Brussels Jewish Museum (file)
Brussels Jewish Museum (file)Reuters

A year after a Muslim gunman murdered four people at the Jewish Museum in Brussels, Jews across Europe increasingly fear for their safety and warn they are on the frontline of an Islamist war against democracy itself.

Since the attack in the Belgian capital on May 24, 2014, Jews have been slain in jihadist attacks in Paris and Copenhagen. Jews were also murdered in a similar attack in the French city of Toulouse in 2012.

"The threat of jihadist attacks in Europe is not limited to the Jewish community," European Jewish Congress chief Moshe Kantor told AFP.

"Islamist extremists see European democracy and freedom as their primary enemy. However, Jews remain on the frontlines," he added.

Like EU and European government officials, Kantor voiced concern that Islamist terrorists trained in weapons use and hardened in battle would mount more attacks in Europe following their return from Middle East war zones.

Several thousand European nationals are feared to have joined jihadist groups in Syria and Iraq.

The four people killed in the Brussels attack were Israeli couple Emanuel and Miriam Riva, French volunteer Dominique Sabrier and museum receptionist Alexandre Sterns.

Six days after the Brussels attack, police in the southern French port city of Marseille arrested 29-year-old Frenchman Mehdi Nemmouche, who had gone to fight with jihadists in Syria.

Found with weapons similar to those seen on museum security cameras, Nemmouche was extradited to Belgium at the end of July.

While waiting for his trial, for which no date has been set, he has denied having carried out the attack.

'Difficult year'

"We have had a difficult year on the personal level," said Philippe Blondin, the director of the small museum in the picturesque Sablon neighborhood of Brussels.

The time when the museum was open without security measures "has unfortunately ended," Blondin told AFP.

Visitors now walk past two well-armed Belgian soldiers and then through airport-like metal detectors to enter the building.

The museum, which reopened four months after the shooting, will exceptionally be closed on Sunday, May 24, in a sign of mourning.

But the Coordination Committee of Belgium Jewish Organisations will stage a vigil outside its doors at 3 pm (1300 GMT).

"The day of the attack, I was devastated, but I couldn't part from the feeling that it was going to happen," said Joel Rubinfeld, the president of the Belgian League Against Anti-Semitism who rushed to the scene within 30 minutes.

Rubinfeld said he has observed a rise in anti-Semitic acts in the last 15 years, but he said Jews are not the only target of the Islamists.
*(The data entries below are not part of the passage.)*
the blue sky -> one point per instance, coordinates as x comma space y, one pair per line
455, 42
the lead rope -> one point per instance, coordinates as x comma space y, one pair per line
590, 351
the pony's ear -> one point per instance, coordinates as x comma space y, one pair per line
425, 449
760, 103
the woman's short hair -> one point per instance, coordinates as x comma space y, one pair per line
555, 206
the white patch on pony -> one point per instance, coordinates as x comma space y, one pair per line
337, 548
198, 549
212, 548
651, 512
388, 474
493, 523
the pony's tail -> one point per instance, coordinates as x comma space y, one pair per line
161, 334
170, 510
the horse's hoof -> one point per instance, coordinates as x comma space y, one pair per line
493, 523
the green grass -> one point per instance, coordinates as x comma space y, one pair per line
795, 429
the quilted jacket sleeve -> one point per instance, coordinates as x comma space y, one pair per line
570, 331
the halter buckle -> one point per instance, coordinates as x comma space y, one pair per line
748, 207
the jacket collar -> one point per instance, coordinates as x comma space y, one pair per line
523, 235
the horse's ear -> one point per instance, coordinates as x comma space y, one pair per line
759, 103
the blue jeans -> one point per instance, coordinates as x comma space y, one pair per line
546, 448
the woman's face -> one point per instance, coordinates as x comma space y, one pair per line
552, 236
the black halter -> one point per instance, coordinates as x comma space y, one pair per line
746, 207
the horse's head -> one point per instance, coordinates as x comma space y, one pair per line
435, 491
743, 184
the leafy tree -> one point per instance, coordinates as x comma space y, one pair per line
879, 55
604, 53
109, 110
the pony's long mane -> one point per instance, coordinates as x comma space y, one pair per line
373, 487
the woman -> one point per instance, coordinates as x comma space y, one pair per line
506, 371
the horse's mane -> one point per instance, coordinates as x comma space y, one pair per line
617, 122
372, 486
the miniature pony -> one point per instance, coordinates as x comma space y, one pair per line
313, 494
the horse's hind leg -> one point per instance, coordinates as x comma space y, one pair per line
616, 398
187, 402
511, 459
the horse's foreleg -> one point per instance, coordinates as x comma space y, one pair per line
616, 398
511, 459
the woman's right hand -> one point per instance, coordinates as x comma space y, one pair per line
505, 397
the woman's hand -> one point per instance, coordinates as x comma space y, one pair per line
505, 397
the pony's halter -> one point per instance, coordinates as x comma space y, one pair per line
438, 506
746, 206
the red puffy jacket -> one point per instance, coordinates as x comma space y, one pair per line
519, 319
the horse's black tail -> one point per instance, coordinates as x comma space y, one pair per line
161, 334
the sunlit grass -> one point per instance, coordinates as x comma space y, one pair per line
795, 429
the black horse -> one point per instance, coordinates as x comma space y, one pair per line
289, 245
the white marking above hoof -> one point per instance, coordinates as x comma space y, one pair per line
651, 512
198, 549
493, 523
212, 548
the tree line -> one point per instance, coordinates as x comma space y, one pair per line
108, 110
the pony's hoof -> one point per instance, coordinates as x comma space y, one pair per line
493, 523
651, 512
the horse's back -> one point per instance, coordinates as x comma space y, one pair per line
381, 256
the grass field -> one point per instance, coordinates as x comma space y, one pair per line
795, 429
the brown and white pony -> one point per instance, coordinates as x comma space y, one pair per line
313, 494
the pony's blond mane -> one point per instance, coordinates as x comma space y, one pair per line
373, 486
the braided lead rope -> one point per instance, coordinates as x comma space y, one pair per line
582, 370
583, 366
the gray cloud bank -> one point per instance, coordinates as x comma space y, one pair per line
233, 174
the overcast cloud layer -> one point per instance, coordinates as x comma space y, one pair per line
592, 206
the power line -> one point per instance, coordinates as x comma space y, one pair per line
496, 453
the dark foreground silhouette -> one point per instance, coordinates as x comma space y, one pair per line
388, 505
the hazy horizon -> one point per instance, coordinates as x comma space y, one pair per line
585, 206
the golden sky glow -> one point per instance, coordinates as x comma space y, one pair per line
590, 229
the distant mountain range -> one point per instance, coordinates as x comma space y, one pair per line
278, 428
"What they are spreading is hatred of Jews, homosexuals, women, free-masons. In brief, those who are different," Rubinfeld told AFP.

"They are in the process of testing democracy," said Rubinfeld, who has received death threats.

He said fear is beginning to drive members of the 40,000 Jewish community to leave Belgium, adding he knows three families who will leave for Israel over the summer.

'Fear and anxiety'

Viviane Teitelbaum, a Belgian politician, said she has also been the target of insults and intimidation.  

"Many Jews have started to raise questions, especially about the future of their children," Teitelbaum told AFP.

"It's sad when families leave because they no longer feel safe in the country that welcomed their parents," she added.

Israeli Prime Minister Binyamin Netanyahu invited Jews to Israel both following the February Copenhagen shooting in which an unarmed Jewish security guard was killed at a synagogue and following the January Paris attacks in which four Jews were killed at a kosher supermarket in tandem with the Charlie Hebdo attacks.

In Copenhagen, a filmmaker and security guard were killed in attacks on a cultural center and synagogue.

European Commission First Vice President Frans Timmermans has said the EU faces a "huge challenge" to reassure Jews about their future on the continent.  

Kantor said fear of anti-Semitic acts was leading to an "exodus" from Europe but he gave no figures.

"It is clear from statistics and the feeling on the ground that the situation for the Jews of Europe hasn't been as bad since the end of the Holocaust," Kantor said.  

"I have never heard and felt the fear and anxiety in so many parts of Europe as I do today," he added.